From the Holy Mountain
- Author: William Dalrymple
- Language: English
- Subject: Travel
- Genre: Non-fiction
- Publisher: HarperCollins
- Publication date: 1997
- Publication place: United Kingdom
- Media type: Print
- Pages: xvi, 483
- ISBN: 978-0143031086
- OCLC: 37928466
- Preceded by: City of Djinns
- Followed by: The Age of Kali

= From the Holy Mountain =

1997 book by William Dalrymple

From the Holy Mountain is a 1997 historical travel book by William Dalrymple that deals with the affairs of the Eastern Christians.

==Overview==
Dalrymple's third book, From the Holy Mountain: A Journey in the Shadow of Byzantium (1997) saw him trace the ties of Eastern Orthodox congregations scattered in the Middle East to their ancient origins; it also deals with the question of how they have fared over centuries of Islamic rule and the complex relationship of Islam, Judaism, and Christianity in the Middle East.

In his first book In Xanadu Dalrymple had followed the route taken by Marco Polo from Jerusalem to Mongolia. In this book he follows the route taken by sixth-century monk John Moschos who traveled through the eastern Byzantine world, culminating at Constantinople, where Moschos wrote his book, the Spiritual Meadow. A large part of the book covers the lives of the final remaining Christian communities in Asia Minor, the Levant and Egypt as they are driven away from the region by civil war and factional violence.

Dalrymple's journey in the footsteps of Moschos starts from Mount Athos, Greece, at the end of June 1994, proceeds to Istanbul, and thence to eastern Turkey. Here he crosses the border and enters Syria.
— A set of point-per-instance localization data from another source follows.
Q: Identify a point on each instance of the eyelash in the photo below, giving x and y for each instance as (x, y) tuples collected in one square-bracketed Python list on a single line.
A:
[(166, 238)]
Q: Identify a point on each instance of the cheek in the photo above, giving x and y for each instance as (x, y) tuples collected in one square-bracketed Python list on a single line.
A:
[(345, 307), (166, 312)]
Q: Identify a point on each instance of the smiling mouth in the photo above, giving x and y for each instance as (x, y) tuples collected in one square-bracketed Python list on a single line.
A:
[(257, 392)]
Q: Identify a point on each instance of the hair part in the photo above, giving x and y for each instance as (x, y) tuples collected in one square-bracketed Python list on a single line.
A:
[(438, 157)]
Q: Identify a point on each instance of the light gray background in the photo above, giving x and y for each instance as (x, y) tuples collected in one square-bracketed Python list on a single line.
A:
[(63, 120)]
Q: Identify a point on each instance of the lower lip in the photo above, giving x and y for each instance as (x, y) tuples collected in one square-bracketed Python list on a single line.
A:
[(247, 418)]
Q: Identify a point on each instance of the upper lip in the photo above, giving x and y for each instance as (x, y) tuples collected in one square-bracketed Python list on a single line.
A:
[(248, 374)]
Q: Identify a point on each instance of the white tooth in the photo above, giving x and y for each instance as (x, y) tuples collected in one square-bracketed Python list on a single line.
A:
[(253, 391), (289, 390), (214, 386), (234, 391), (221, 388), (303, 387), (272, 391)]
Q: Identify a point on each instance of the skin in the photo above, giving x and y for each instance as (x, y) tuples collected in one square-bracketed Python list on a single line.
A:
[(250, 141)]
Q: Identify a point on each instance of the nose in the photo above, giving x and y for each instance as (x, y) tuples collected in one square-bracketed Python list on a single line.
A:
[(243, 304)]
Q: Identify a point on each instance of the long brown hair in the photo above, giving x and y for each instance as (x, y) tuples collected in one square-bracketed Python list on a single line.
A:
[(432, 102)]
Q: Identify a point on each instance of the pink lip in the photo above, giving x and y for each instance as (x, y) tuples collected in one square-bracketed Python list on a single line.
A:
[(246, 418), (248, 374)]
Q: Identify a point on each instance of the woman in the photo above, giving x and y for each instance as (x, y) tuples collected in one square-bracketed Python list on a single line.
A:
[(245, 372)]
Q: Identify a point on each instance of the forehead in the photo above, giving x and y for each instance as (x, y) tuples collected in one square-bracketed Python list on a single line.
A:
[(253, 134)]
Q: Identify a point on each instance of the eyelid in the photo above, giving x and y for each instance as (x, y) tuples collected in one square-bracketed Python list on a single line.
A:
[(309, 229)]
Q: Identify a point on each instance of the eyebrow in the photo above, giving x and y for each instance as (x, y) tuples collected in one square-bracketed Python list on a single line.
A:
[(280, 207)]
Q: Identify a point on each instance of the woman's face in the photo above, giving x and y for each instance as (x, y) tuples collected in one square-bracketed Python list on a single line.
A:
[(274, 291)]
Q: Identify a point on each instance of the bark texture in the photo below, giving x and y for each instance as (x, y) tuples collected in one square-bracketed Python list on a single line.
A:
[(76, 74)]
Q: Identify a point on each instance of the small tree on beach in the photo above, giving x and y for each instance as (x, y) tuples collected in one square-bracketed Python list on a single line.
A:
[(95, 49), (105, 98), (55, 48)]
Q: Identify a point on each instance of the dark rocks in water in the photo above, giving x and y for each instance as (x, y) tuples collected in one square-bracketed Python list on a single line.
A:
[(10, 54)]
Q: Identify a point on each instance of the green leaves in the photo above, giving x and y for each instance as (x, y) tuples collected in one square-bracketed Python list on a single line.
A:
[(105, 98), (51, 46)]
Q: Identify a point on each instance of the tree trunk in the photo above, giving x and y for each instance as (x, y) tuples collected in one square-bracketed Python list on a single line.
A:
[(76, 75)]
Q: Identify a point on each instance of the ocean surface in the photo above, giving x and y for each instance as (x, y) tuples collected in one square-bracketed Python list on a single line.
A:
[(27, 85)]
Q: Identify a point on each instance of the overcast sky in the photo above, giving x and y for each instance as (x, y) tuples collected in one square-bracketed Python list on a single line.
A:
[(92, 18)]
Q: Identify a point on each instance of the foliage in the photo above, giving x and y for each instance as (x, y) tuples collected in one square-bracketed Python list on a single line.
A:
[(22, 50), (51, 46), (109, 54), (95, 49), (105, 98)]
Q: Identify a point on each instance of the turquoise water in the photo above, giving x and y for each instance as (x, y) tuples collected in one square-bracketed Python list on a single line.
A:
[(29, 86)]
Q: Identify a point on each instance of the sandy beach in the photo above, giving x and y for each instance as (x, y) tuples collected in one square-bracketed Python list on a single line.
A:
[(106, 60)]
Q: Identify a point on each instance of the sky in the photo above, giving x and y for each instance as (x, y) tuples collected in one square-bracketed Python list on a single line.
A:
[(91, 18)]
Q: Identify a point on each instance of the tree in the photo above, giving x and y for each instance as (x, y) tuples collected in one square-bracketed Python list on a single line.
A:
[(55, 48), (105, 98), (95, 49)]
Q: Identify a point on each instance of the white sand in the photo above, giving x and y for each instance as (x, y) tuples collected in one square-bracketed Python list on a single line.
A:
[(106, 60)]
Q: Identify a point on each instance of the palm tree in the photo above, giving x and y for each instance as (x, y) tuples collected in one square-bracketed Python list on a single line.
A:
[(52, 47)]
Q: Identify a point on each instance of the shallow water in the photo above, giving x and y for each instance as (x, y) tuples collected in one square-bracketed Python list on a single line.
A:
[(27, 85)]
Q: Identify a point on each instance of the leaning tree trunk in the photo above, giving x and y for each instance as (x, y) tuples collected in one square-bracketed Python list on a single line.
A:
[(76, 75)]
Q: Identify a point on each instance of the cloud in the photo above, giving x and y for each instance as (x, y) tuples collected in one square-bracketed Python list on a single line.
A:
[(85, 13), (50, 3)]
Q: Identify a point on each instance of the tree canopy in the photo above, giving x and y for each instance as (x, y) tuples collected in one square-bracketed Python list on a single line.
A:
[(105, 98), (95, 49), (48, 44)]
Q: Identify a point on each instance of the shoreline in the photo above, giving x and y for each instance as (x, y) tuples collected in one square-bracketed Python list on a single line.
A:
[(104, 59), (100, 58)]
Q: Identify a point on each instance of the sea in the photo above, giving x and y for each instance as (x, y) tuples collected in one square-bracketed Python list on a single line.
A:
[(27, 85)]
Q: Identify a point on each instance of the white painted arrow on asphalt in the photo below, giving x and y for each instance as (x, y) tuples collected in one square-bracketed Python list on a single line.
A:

The next stop is Lebanon which is just at the end of its civil war, after which he crosses into Israel, the West Bank in December and concludes his trip in December in Egypt at the monastery of Deir ul-Muharraq which had just been attacked by the Gemaat al-Islamiyya.

==Reception==
Ted Conover of The New York Times wrote "Dalrymple, a decidedly learned sort who allows that at Cambridge I spent my final year specializing in the study of Hiberno-Saxon art," has a zeal for ecclesiastical arcana that occasionally blinds him to the limits of what might interest the general reader. ("Scholars believe that work produced in the Tur Abdin may well once have provided the inspiration for the very first figurative Christian art in Britain," he enthuses.) But this passion is leavened by his dark sense of humor and talent as a journalist.